Orange County, CA: According to a recent Center for the Study of Hate and Extremism, crimes are up by an estimated 1,200% in Orange County. Security camera footage has shown teenagers targeting certain homes by throwing rocks and yelling racial slurs. Orange County Supervisor Andrew Do condemns the acts and shares that, “[...] racial threats and violence are treated no less seriously than any other kind of assault.” Haijun Si is one of the victims, his home being attacked with rocks and door pounding at least seven times. It was not until neighbors stepped in to watch his home in multiple shifts before the attacks stopped.
A Manhattan street. Photo by Hardik Panya.
New York City, NY:
On February 27th, suspect Salman Muflihi (23 years old) was arraigned for the attempted murder of a 36 year-old Asian man. Muflihi is currently not being charged with a hate crime, though additional charges may be brought during the investigation.

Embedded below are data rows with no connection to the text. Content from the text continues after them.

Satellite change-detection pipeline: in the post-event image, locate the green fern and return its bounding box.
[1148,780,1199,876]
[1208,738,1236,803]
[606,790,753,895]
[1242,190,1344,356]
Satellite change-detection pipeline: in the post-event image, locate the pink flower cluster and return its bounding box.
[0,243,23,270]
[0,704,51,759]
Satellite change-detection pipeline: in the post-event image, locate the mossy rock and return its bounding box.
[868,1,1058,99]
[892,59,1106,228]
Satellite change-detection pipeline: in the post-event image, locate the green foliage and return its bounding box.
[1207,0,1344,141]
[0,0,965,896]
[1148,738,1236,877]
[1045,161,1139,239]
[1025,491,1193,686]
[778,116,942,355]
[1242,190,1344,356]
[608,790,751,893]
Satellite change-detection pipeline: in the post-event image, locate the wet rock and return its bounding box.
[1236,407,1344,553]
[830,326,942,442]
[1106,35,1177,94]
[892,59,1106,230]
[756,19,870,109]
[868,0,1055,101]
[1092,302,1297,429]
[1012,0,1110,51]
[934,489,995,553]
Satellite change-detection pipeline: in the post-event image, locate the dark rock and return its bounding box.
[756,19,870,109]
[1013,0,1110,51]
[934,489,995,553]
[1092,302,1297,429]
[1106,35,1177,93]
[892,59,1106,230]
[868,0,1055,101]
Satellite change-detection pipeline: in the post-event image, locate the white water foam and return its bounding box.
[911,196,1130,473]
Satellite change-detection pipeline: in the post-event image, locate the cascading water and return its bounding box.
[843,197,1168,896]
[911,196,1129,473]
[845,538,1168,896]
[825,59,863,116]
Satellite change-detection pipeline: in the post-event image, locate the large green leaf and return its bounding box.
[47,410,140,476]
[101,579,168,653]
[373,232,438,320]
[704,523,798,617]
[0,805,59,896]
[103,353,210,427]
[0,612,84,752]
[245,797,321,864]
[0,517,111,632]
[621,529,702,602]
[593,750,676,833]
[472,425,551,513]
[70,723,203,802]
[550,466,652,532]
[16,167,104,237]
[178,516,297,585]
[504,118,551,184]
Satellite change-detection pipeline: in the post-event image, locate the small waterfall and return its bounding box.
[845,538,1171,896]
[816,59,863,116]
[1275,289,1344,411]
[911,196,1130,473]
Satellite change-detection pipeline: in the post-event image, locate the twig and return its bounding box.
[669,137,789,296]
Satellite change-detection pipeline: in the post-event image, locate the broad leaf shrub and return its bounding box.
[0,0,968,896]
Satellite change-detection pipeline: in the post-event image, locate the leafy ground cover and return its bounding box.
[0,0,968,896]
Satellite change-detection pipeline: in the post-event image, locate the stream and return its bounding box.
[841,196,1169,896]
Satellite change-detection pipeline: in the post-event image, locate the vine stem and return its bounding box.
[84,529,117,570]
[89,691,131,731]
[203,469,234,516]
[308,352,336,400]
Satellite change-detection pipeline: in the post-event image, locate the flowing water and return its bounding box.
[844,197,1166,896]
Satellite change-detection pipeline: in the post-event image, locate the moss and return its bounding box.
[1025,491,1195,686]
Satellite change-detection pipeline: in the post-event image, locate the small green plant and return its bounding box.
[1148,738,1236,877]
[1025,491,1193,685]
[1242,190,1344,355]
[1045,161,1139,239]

According to the police reports, on Thursday February 25th at 6:20 pm, the 36 year-old Asian man was walking on the sidewalk before he was approached from behind and stabbed in the torso by an attacker with a large kitchen knife. The Asian man is currently in critical condition. It is reported that the Asian man did not see who stabbed him and is unaware of why he was attacked. It’s alleged that Muflihi went into the Manhattan District Attorney’s office later that Thursday evening saying he “stabbed a guy up the block.”
February 2021 Rise Up Against Hate Rally. Photo by NYC Food Blog
Ways to Help
As shown by the solidarity of Haijun Si’s neighbors and the Oakland Chinatown business owner sharing the video, there are ways each person can help to prevent further crime against the Asian community. Recently California allocated $1.4 million to track anti-Asian bias and hate crimes through the Stop AAPI Hate tracking group. If you have experienced an attack, please report it to your local officials. Data about these reports are useful for securing funding and resources to help prevent anti-Asian crimes. You can also report the incident here on Stop AAPI Hate.
You can also help educate those in your community how to report a hate crime. Esther Lim in Los Angeles has made pamphlets in multiple languages to help those understand how to report a hate. You can support her GoFundMe here.
You can volunteer to join a local community patrol for your city’s Chinatown or other area that may be a target for such attacks. Have honest dialogue with those in your community about race and challenge those that push forward any disparaging rhetoric. Educate yourself and those around you about the Asian American experience through films like Minari, the PBS documentary special Asian Americans, and this article about the historical racism against Asians in the U.S. We have to face this issue together.